Discussing the legacy of Pope Benedict XVI on the February 11 edition of MSNBC's "The Cycle," co-host Krystal Ball praised the retiring pontiff for being a "real advocate for addressing climate change" and for joining Twitter, but lamented that he was "outspoken in keeping women from being ordained" and "went after the largest group of nuns in America for basically spending too much time focused on the poor and not enough on abortion and gay marriage."
But as we at NewsBusters have noted time and again, the nuns who were corrected by the Vatican were NOT attacked for their good social work and most certainly were not denounced for being too busy caring for the poor to deal with the politics of abortion or gay marriage. No, the Vatican's rebuke -- which was tenderly-worded and pastoral in nature, by the way -- was largely centered on questions of Catholic doctrine and ecclesiology, as my colleague Paul Wilson explained in an April 2012 post addressing a similar gripe by the Washington Post's Melinda Henneberger (emphases mine):
Taking care of the poor, of course, is not all that the LCWR has done, as a cursory examination of the LCWR website proves. One of their “featured resources” includes a paper, “We are the 99%,” which at one point declares: “The Occupy Movement is a direct answer to the last years of profit over people and earth.” And Henneberger herself mentioned that the Leadership Conference of Women’s Religious supported Obama’s Affordable Care Act – popularly known as Obamacare.
The assessment itself mentions several instances of grave dissent at the LCWR from Church teaching, citing protests of Catholic teaching on women’s ordination and Sister Laurie Brink’s 2007 Keynote Address, which included: “The Benedictine Women of Madison are the most current example I can name. Their commitment to ecumenism lead [sic] them beyond the exclusivity of the Catholic Church into a new inclusivity, where all manner of seeking God is welcomed. They are certainly religious women, but they are no longer women religious as it is defined by the Roman Catholic Church. They choose as a congregation to step outside the Church in order to step into a greater sense of holiness.

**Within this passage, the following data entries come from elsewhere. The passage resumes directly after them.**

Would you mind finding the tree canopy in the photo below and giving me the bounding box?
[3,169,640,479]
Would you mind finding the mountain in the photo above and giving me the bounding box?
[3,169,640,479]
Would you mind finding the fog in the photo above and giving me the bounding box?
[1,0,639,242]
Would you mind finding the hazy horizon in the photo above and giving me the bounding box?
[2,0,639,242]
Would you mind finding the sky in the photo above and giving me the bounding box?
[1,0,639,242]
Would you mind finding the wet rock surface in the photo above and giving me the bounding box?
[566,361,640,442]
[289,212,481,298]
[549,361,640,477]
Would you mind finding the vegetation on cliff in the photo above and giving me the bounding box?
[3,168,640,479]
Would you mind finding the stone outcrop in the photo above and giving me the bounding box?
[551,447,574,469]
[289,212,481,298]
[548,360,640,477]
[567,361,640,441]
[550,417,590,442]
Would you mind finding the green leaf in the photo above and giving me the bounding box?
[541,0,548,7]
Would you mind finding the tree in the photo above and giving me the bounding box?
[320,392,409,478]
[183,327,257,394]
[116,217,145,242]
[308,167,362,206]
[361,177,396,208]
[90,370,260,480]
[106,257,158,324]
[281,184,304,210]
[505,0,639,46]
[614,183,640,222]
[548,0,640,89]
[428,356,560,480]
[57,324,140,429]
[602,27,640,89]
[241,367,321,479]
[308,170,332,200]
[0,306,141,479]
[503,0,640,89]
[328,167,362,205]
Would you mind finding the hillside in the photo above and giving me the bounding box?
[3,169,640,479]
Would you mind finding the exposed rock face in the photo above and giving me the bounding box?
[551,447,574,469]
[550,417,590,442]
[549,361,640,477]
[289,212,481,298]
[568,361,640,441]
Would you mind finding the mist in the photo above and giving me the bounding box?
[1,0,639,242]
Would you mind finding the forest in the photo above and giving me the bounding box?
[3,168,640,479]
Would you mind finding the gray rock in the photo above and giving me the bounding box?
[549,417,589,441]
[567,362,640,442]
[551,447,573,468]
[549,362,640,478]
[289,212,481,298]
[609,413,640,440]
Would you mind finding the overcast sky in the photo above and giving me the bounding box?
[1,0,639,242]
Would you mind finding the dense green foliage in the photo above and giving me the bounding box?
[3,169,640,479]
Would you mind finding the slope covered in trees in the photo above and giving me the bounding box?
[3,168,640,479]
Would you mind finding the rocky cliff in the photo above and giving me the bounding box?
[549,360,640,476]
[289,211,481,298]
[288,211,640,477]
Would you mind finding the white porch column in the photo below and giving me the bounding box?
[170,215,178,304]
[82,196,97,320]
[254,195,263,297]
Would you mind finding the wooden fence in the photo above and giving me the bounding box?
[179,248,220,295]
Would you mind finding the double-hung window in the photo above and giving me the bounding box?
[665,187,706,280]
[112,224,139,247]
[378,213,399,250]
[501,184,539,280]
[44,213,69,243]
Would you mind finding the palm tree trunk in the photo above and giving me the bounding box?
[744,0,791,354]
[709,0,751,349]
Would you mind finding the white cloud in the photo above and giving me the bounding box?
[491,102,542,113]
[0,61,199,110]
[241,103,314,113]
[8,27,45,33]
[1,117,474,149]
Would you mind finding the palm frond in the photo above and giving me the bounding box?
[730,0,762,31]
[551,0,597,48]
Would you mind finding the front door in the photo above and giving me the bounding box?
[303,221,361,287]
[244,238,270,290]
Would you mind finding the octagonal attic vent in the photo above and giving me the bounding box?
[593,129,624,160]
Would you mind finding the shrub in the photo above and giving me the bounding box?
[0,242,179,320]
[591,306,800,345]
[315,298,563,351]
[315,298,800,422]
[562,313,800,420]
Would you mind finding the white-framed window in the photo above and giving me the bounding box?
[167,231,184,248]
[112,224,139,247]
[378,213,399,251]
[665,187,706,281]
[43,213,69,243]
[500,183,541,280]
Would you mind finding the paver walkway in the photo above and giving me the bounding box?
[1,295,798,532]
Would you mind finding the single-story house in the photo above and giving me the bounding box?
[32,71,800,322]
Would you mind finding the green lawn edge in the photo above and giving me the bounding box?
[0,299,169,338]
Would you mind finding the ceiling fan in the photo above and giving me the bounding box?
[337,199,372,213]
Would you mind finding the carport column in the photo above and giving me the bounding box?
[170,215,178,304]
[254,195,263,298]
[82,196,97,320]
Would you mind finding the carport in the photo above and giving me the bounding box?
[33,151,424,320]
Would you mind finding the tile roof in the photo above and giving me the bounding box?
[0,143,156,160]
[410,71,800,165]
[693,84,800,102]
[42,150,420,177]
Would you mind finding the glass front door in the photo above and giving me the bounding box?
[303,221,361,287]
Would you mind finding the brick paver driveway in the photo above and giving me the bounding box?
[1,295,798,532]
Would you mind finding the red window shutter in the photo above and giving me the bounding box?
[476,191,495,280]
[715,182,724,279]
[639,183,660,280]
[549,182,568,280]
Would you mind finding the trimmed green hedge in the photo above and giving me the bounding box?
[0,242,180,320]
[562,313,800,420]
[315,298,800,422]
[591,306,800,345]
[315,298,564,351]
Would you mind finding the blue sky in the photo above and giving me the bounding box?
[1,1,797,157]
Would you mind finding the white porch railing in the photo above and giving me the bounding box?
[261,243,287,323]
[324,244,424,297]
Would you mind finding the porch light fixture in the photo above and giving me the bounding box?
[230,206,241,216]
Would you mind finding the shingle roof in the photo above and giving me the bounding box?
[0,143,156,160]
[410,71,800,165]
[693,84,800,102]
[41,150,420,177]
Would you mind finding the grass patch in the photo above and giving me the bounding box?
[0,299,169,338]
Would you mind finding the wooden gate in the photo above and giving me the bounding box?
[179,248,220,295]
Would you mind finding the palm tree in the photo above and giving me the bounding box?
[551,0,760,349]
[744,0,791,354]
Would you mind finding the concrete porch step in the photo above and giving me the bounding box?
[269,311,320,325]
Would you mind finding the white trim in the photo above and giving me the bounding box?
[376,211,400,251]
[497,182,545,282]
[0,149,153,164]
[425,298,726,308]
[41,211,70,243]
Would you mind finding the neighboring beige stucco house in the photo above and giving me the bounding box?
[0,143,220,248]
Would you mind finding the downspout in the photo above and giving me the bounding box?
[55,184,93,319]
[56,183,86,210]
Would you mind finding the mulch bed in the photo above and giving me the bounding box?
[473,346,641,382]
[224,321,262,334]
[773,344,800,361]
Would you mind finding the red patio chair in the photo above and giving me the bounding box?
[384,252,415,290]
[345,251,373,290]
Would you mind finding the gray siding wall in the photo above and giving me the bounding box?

Theirs was a choice of integrity, insight and courage.”
But that did not matter to Henneberger, who loaded her column with jabs at the Church. “[T]hey dare to indict the sisters for silence on abortion. (If memory serves, the Vatican itself has now and again been accused of keeping quiet when it shouldn’t have been.)” That’s either twisting the knife of the sex abuse scandals or taking a stab at the definitively debunked slander that Pope Pius XII ignored the plight of Europe’s Jews during WWII – or both. Now, Henneberger wrote, the Catholic hierarchy was engaged in a “common garden power play by a bunch of guys whose control is slipping, their authority undermined by their own failures.” She declared: “The Vatican, of course, knows a lot about scandal – to the point that the nuns are the only morally uncompromised leaders poor Holy Mother Church has left.
“Keep right on like this, your excellencies, and before you know it even more Catholics will be “moving beyond the Church.’”
Henneberger has it precisely backwards. The rapid decline in vocations in the Church since Vatican II was the result of members of the hierarchy rebelling against the teachings of the Church in the first place, causing massive confusion in the Church. And there are strong signs that the traditional Church is making a comeback, as an April 12 Wall Street Journal editorial, “Traditional Catholicism is Winning,” points out.
The doctrinal assessment, of course, is much less hysterical than the ravings of Henneberger might lead one to believe, declaring: “The overarching concern of the doctrinal Assessment is, therefore, to assist the Leadership Conference of Women Religious in the United States in implementing an ecclesiology of communion founded on faith in Jesus Christ and the Church as the essential foundation for its important service to religious Communities and to all those in consecrated life.
Ball, like Henneberger and other liberal journalists before her, prefers a misleading narrative that simplistically casts nuns as innocent, good-works-devoted victims of the Church's overly-political bishops. That makes for a compelling diatribe when you're preaching to the choir, but it's hardly the gospel truth.